5. An information processing device (10) comprising:
an acquisition unit (16) configured to acquire a moving image from a camera (30) that
images a face of a worker, the camera (30) being installed at a production site;
a line-of-sight detector (11, 105) configured to detect a line-of-sight direction
of the worker (4) included in each frame of the moving image; and
a provision unit (11, 106) configured to provide an image including an object in front
of the worker (4), wherein
the provision unit (11, 106):
determines a position of a viewpoint of the worker (4) in the image on the basis of
the line-of-sight direction detected by the line-of-sight detector (11, 105); and
displays a mark (67a) at the determined position in the image.
6. The information processing device (10) according to claim 5, further comprising:
an emotion detector (11, 104) configured to detect an emotion of the worker (4) included
in each frame of the moving image, wherein
the provision unit (11, 106) further provides a transition of the emotion detected
by the emotion detector (11, 104).
7. An information processing method comprising:
acquiring a moving image from a camera (40) that is installed at a production site
and that images a target worker (4) and surroundings of the target worker (4);
detecting, from a predetermined number of consecutive first frames included in the
moving image, an operation section of work performed by the target worker (4) included
in the predetermined number of first frames using an inference model (133); and
providing a detection result, wherein
the inference model (133) is generated by learning processing using a plurality of
learning data sets (132), each of the plurality of learning data sets (132) including
a predetermined number of consecutive second frames included in a moving image that
includes a specific worker, and a label indicating an operation section of work performed
by the specific worker included in the predetermined number of second frames.

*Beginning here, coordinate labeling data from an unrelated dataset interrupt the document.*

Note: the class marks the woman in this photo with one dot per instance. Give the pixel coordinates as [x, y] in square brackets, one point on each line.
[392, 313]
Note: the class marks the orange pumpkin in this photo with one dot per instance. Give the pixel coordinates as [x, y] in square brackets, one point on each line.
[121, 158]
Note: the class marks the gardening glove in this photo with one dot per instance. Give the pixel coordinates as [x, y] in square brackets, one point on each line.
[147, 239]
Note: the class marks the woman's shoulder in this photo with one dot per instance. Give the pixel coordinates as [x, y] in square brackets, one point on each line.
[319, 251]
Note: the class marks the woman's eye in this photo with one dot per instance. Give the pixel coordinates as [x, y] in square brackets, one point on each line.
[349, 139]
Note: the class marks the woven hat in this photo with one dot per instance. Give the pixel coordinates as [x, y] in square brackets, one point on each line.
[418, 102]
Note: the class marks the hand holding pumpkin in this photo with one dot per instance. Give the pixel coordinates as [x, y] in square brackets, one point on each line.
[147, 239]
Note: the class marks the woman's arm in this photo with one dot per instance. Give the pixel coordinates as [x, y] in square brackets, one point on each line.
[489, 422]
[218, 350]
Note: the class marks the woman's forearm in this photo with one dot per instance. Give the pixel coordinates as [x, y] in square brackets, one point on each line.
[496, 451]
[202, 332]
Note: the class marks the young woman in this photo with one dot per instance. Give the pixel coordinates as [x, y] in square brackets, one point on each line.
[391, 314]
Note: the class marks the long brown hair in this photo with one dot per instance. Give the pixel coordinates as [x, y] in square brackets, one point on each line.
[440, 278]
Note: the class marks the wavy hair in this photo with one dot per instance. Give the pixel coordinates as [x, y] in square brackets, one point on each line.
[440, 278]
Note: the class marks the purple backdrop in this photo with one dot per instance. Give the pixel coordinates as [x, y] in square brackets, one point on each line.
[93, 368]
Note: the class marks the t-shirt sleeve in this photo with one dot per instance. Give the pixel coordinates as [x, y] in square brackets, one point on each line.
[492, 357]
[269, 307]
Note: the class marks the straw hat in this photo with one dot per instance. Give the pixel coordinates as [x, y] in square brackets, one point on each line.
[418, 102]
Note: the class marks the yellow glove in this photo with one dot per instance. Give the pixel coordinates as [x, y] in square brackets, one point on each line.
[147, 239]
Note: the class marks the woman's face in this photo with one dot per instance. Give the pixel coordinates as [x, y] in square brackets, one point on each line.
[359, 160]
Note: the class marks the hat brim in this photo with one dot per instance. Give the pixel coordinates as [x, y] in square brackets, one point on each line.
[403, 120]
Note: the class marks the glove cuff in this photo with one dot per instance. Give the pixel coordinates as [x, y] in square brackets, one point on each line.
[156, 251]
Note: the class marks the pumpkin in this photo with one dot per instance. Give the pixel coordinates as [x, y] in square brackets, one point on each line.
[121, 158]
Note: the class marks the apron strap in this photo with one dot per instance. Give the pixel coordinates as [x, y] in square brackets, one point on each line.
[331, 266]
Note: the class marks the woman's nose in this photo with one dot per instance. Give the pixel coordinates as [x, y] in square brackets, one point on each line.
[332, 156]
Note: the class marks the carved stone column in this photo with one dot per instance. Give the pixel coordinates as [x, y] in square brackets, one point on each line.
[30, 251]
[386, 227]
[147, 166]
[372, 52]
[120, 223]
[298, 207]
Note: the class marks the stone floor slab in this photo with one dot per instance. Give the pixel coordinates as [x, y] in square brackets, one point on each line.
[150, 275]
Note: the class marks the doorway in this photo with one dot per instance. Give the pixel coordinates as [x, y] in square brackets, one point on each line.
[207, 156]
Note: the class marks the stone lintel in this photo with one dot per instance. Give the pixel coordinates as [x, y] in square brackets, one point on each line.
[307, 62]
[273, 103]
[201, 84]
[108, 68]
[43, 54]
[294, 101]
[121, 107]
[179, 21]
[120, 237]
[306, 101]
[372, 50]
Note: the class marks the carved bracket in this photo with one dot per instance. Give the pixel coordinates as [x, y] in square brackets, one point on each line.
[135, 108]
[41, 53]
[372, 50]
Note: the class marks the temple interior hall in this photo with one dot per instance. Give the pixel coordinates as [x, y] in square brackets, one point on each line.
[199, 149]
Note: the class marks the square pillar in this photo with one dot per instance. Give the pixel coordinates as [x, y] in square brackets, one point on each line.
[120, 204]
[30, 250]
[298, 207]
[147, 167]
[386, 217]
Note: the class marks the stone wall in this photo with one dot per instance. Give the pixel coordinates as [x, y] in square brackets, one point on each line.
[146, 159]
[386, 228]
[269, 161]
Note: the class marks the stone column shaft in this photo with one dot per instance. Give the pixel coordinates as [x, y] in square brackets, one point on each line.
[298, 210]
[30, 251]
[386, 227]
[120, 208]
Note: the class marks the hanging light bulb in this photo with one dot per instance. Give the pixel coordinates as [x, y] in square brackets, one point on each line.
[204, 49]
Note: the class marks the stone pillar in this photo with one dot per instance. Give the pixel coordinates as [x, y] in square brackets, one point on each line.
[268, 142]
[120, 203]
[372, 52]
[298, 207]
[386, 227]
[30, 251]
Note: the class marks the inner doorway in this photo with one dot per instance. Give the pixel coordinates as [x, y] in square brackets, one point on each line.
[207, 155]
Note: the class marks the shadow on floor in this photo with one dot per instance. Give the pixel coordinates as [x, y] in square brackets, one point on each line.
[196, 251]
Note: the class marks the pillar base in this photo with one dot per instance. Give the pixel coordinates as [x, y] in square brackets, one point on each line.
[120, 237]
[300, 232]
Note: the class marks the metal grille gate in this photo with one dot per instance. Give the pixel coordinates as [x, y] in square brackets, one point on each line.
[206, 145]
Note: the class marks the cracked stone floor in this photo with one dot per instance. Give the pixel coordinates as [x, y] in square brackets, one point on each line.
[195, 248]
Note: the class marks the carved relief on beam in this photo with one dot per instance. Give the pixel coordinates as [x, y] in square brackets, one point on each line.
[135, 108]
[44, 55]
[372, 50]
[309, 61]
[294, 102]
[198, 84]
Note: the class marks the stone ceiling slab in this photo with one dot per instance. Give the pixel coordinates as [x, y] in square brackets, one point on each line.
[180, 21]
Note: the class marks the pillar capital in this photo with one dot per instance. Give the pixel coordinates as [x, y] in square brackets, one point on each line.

8. An information processing method comprising:
acquiring a moving image from a camera (30) that is installed at a production site
and that images a face of a worker (4);
detecting a line-of-sight direction of the worker (4) included in each frame of the
moving image; and
providing an image including an object in front of the worker (4), wherein
the providing includes:
determining a position of a viewpoint of the worker (4) in the image on the basis
of the line-of-sight direction that has been detected; and
displaying a mark (67a) at the determined position in the image.